A new map from Washington redistricting Commissioner Brady Piñero Walkinshaw creates a Latino-majority district by citizens of voting age in the Yakima Valley.
A report released last week by a voting rights expert said the preliminary maps released by the four state commissioners wouldn’t allow for election of Latino-favored candidates, even though each map included a Latino-majority district in the Yakima Valley. The discrepancy could violate the federal Voting Rights Act, the report said.
In an area that displays polarized voting, like the Yakima Valley, Latino-majority districts aren’t enough to ensure Latino voters elect their favored candidates, UCLA voting rights project director Matt Barreto said in the report. Mapmakers need to consider the number of Latino voters, not the total number of Latinos, when drawing political boundaries, Barreto said.

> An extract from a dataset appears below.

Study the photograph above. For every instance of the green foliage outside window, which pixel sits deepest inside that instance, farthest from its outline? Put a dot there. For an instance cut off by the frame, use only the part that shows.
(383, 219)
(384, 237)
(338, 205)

The Yakima area district needs to maintain a Latino majority based on citizens of voting age population totals to comply with the federal Voting Rights Act, he said.
Walkinshaw, a Democratic appointee to the bipartisan commission, said his new map makes the 14th a Latino-majority district by voting age and would cover the entire Yakama Nation.
Walkinshaw said any map that doesn’t measure Latinos by voting age should not be considered by the commission.
“It is irresponsible to the historically underrepresented communities in the Yakima Valley to entertain any proposals that undermine their rights under federal law, and irresponsible to the people of Washington state to do anything that might leave the state so blatantly vulnerable to litigation,” Walkinshaw said in statement.
District 15 currently has a Latino-majority by total population, but the 14th does not. Walkinshaw’s 14th would cover parts of Yakima, Benton, Grant and Klickitat counties. The 15th would cover parts of Yakima, Kittitas and Grant counties. The map would move the 13th to the west, to Pierce, King and Kittitas counties.
The Yakama Reservation was united in all four draft maps released by the commission in September. The reservation is currently split between Districts 14 and 15.
None of the commissioners’ previously proposed maps would have a Latino-majority if the citizens of voting age population was considered.
The population percentage in Commissioner Paul Graves’ Latino-majority district would drop from 54% to 34% Latino under the voting age measurement. The percentage in Commissioner Joe Fain’s Latino-majority district would drop from 55% to 34% Latino. Commissioner April Sims’ would drop from 65% to 45% Latino. Walkinshaw’s original proposal would have dropped from 61% to 40% Latino.
Sims said in Monday’s special meeting she is committed to drawing a Voting Rights Act-compliant map. Sims is a Democratic appointee.
Fain and Graves, the Republican appointees, didn’t discuss the issue and could not immediately be reached for comment.
Three of the four commissioners must agree on a single legislative map and a single congressional map by midnight Nov. 15. The two final maps will be passed to the Legislature for consideration. The Legislature will have 30 days into its 2022 session to make any amendments to the maps. If no amendments are made, the commission’s maps will become law as they were submitted.